The trend of experienced entrepreneurs purchasing existing businesses establishes a new era of the CEO culture, evident from a rise in ‘search fund’ startups from 20 firms in 2013 to an astounding 105 in 2023. Entrepreneurs significantly curtail initial struggles by investing in fully operational businesses, promoting quick returns and steady growth rates. The attractiveness of acquiring rather than starting a new venture lies in bypassing the traditional corporate ladder and directly aiming for the coveted CEO title.
The birth of new enterprises hasn’t slowed, but trends show a slight growth stagnation. Investors injected a whopping $242 billion into new businesses in 2022, which plummeted to $170 billion in 2023. This downfall, almost a 30% decline, has made startups struggle to find adequate capital for their operations. Furthermore, the economic instability and uncertainty have necessitated robust financial resilience and diversification strategies within new ventures. However, the entrepreneurial spirit remains strong and adaptable, outlining a potential for growth resurgence in the foreseeable future.
With a decrease in investment for new business projects, MBA graduates are finding the idea of buying an established business more attractive.
Search fund startups: A new CEO era
Acquisitions save time and resources and significantly lower risks associated with the failure of new ventures. This strategic shift presents secure job opportunities and a platform for MBAs to apply their academic knowledge in the real world, encouraging innovation through the restructuring of existing businesses.

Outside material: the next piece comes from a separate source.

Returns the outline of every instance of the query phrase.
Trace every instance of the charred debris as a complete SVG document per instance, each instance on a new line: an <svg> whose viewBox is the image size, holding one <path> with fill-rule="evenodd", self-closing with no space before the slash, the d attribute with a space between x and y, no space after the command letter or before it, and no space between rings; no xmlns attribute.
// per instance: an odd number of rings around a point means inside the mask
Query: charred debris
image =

Academic institutions are increasingly recognizing the “search fund” model, a strategy in which burgeoning business owners acquire resources from multiple investors. The investors often take on key roles within companies, actively participating in business development. Despite the financial risks if a new venture fails, this model provides an enticing opportunity for business-minded individuals.
Criticism of the search fund model raises concerns about the lack of significant business management experience. Critics argue this approach favors short-term gains over sustainable, long-term growth and claim there’s a misalignment of incentives between entrepreneurs and their investors. Additionally, they point to the apparent lack of transparency in the process and the potential for ill-informed investment decisions, made worse by exorbitant management fees.

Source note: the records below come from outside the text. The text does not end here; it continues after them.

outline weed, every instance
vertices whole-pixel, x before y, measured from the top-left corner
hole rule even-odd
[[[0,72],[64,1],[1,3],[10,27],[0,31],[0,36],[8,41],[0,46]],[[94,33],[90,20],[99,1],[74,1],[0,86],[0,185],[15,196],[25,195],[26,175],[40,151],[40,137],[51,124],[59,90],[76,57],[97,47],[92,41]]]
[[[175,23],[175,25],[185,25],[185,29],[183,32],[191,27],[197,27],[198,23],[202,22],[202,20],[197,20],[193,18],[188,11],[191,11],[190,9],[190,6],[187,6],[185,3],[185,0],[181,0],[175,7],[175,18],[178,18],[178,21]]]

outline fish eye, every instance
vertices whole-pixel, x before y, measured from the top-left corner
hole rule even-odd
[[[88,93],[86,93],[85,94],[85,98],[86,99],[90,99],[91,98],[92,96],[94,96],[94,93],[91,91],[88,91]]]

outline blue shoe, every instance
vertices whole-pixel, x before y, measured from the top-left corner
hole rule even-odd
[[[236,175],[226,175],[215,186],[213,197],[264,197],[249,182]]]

Despite these criticisms, the courage, ambition, and sheer determination to succeed embodied by these young MBA graduates is nothing short of inspiring. Their targets are often profitable businesses in landscaping, waste management, and HVAC, offering long operational histories, steady customer bases, and predictable cash flows. Even with the highlighted concerns, they are not fazed, abiding by their unwavering resolve to achieve their vision and commitment to innovation.